World Premiere

Direction and Choreography Jo Kanamori
Music Claude Debussy
Costume design Tamae Hirokawa (SOMA DESIGN)
Décor Masaki Kondo
Video Ryu Endo
Lighting design Masakazu Ito (RYU)
Assistant Director Sawako Iseki
Costume production Sonoko Takeda (Veronique)
Technical coordinator Masaya Natsume

Photo: Susumu Nagahiro

"Kaguyahime" or "The Tale of Bamboo Cutter", the oldest Japanese surviving piece of literature, has long been an inspiration to many artists in various fields. Having studied many of their works, Jo Kanamori set to work on his own creation. "As I have heard some of the pieces of Claude Debussy's music, scenes of the ballet naturally came up to my mind" says Kanamori. Act I will depict the beginning of the story from the birth of Kaguyahime until her leaving home to enter the court life.

Photo: Kishin Shinoyama

Le Mandarin merveilleux

Choreography Maurice Béjart
Music Béla Bartók
Costume design Anna De Giorgi (after the films of Fritz Lang)
Scenery Christian Frapin
Lighting Clément Cayrol

Photo: Kiyonori Hasegawa

Inspired by films of German film director Fritz Lang, especially by "M", Maurice Béjart choreographed Le Mandarin Merveilleux to a pantomime ballet of Béla Bartók to portray the slum-inspired universe of the Middle Europe. The ballet gets to the core of eros and folie in the prevailing sexual ambiguity in the underworld, between the two world wars. It was world premiered by the Béjart Ballet Lausanne in 1992, and was premiered by The Tokyo Ballet in 2004.

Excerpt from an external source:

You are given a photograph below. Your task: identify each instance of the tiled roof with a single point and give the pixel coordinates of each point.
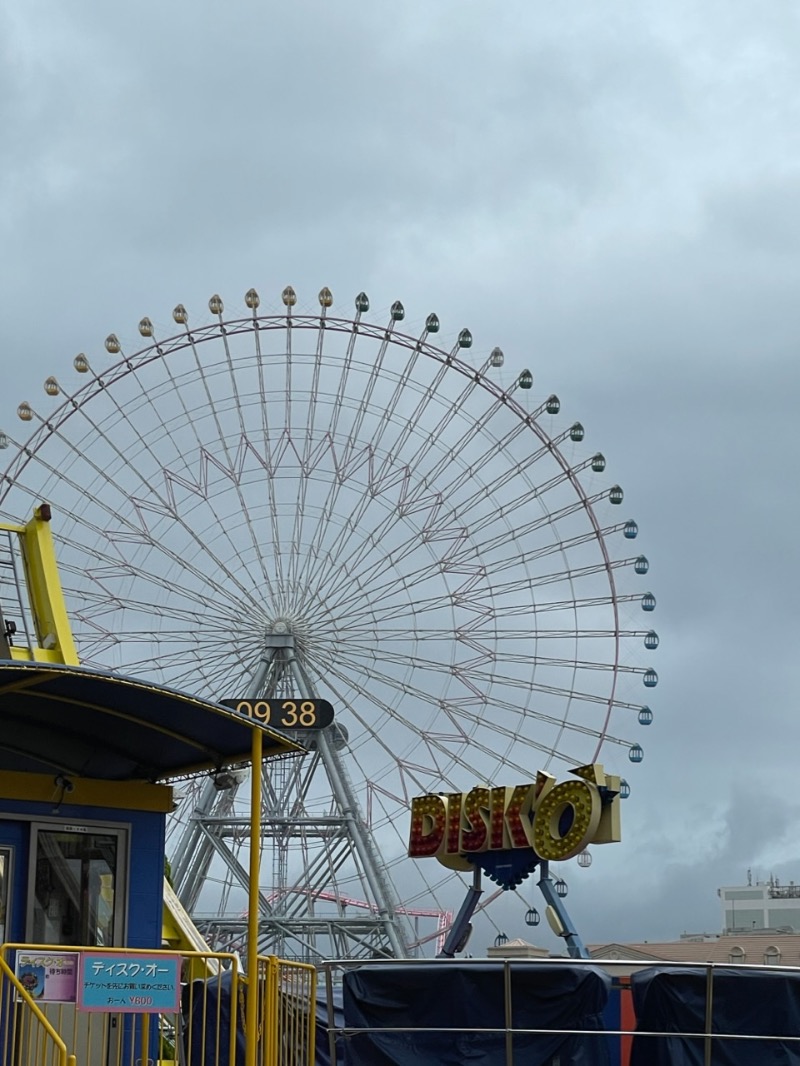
(724, 949)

Photo: Yoshihiro Kawaguchi

Maurice Béjart

Dream Time

Choreography Jirí Kylián
Music Toru Takemitsu
Décor and costumes John F. MacFarlane
Lighting Concept Jirí Kylián
Lighting-realisation Joop Caboort (1983)
Technical coordination / Lighting redesigned by Kees Tjebbes

Photo: Kiyonori Hasegawa

Dream Time was premiered by the Nederlands Dans Theater in 1982, and by The Tokyo Ballet in 2000. Jirí Kylián commissioned Toru Takemitsu whom he had long admired, to compose a piece of music for his ballet. In 1982, they met for the first time on a remote island north of Australia where they shared a profound experience at a large Aboriginal gathering. The mutual experience became the foundation for Dream Time. Five performers seamlessly dance and communicate across all barriers to the majestic score of Takemitsu to create a universe of flowing elegance.